[RFC] stack tracer on arm64

Fri Sep 11 13:26:51 PDT 2015

On Fri, 11 Sep 2015 21:38:40 +0900
AKASHI Takahiro <takahiro.akashi at linaro.org> wrote:

> Junseok's bug report[1] about stack tracer on arm64 has exposed additional
> issues to me. I tried to fix them for the last few weeks, and submitted
> several RFC/patches.  But the problems seem to be more complicated than
> I first imagined.
> 
> So, before taking further steps, I'd like you to have time to read
> the following document and give me your thoughts on it.
> 
> Some of my ideas, particularly a function prologue analyzer, are difficult
> to implement, and may have no guarantee to handle all the cases correctly.
> Some may have impact on code size (and extra instructions at runtime).
> I think that we should find out the balance of accuracy/conveniences of
> this tool (stack tracer) and added complexities/open issues.
> 
> -Takahiro AKASHI
> 
> Table of Contents
> =================
> I.  basic flow of stack tracer
> 
> II. issues on the naive implementation

Yes, the stack tracer is currently a naive implementation. I haven't
had time to make it more robust. Maybe you can do it for me :-)

> 
> III.my approach and open issues
> 
> 
> I.  basic flow of stack tracer
> ------------------------------
> Every C function invokes a ftrace hook routine, _mcount or ftrace_caller,
> in its function prologue.
> 
>     step-1.If the current stack pointer indicates that we have a new record
>            of maximum stack usage, then do the followings.
>     step-2.call arch-specific save_stack_trace() to collect a list of functions
>            in current call chains (we name it a stack dump list here.)
>     step-3.For each function in a stack dump list, compare it against
>            every 4bytes of integer on the stack data.
>     step-4.If matched, we recognize the matched location in the stack as
>            a current stack pointer for this function
>            (for example, idxB for func_B:pcB)
>     step-5.calculate a "stack index" for this function as
>                <top address of stack> - <stack pointer>
>            and record the value into dump_stack_index[].
> 
> LOW     |        |
> rspA    |        |
>          |  ... <----------- static/dynamic local variables in func_A
>          |        |
> rbpA    +--------+   func_A (pcA, rbpA, rspA)
>          |  rbpB  |
>     idxB +--------+
>          |  pcB   |
>          |  ... <----------- extra function args to func_A
> rspB    + - - - -+
>          |        |
>          |  ... <----------- static/dynamic local variables in func_B
>          |        |
> rbpB    +--------+   func_B (pcB, rbpB, rspB)
>          |  rbpC  |
>     idxC +--------+
>          |  pcC   |
>          |  ... <----------- extra function args to func_B
> rspC    + - - - -+
>          |        |
>          |  ... <----------- static/dynamic local variables in func_C
>          |        |
> rbpC    +--------+   func_C (pcC, rbpC, rspC)
>          |        |
>          |  ...   |
> top     + - - - -+
> HIGH
> 	* In the figure above, rbp(frame pointer) and rsp(stack
>            pointer) point to respective addresses at the time after
>            a function prologue has been done but before a callee function
>            is called.
> 
> Later on, "cat /sys/kernel/debug/tracing/stack_trace" shows the latest list
> of stack dump with sizes for each function.
>      - stack size for func_B, for example, is calculated as
>             <stack size> = (top - idxB) - (top - idxC)
> 
> 
> II. issues on the naive implementation
> --------------------------------------
> By "naive implementation," I mean how the mainline kernel without any
> modification behaves with ftrace-based stack tracer.
> (Currently, there is no arch-specific code on arm64 regarding stack tracer.)
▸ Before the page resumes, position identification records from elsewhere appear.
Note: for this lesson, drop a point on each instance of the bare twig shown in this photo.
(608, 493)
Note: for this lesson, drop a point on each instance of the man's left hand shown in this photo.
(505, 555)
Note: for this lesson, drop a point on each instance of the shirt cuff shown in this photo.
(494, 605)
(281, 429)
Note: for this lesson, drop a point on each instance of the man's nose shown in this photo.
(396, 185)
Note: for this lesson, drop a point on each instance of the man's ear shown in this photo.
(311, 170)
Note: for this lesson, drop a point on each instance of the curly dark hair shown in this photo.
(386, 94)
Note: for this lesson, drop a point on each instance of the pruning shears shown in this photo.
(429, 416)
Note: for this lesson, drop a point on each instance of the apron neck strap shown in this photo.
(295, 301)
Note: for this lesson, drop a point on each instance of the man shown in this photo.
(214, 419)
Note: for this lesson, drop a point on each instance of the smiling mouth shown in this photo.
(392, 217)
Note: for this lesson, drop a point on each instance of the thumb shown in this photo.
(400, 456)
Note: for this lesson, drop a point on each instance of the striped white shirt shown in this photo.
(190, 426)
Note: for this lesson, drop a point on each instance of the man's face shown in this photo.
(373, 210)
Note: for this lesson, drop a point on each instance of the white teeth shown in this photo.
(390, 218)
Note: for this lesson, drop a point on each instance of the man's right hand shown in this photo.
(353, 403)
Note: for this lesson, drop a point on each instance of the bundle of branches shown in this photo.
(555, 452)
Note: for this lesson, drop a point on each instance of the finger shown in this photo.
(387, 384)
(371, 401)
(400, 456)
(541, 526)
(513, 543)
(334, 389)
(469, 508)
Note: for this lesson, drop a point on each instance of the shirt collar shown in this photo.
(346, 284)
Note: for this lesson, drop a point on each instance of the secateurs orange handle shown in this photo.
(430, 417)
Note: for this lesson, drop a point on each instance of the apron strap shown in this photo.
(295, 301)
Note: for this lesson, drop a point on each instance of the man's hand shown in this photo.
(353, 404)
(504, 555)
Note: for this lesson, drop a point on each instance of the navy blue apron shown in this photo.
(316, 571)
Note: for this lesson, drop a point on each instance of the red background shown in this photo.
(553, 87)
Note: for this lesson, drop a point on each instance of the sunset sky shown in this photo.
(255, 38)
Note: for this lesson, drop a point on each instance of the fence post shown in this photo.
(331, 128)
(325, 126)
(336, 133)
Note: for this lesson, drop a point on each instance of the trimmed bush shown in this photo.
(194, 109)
One thing I would do is to make a weak function that implements the
naive solution, and allow archs to enhance the code.

> 
> 1) slurping stack
> 
>     Assume that a given function A was invoked, and it was invoked again in
>     another context, then it called another function B which allocated a large
>     length of local variable on the stack, but it has not modified the variable
>     yet.
>     When stack tracer, in step-3, examines the stack looking for B, then A,
>     we may have a chance to accidentally find a staled, not current, stack
>     frame for A because the old frame might reside on the memory for
>     the variable which has not been overwritten.
> 
>      a. The stack_trace output may have staled entries.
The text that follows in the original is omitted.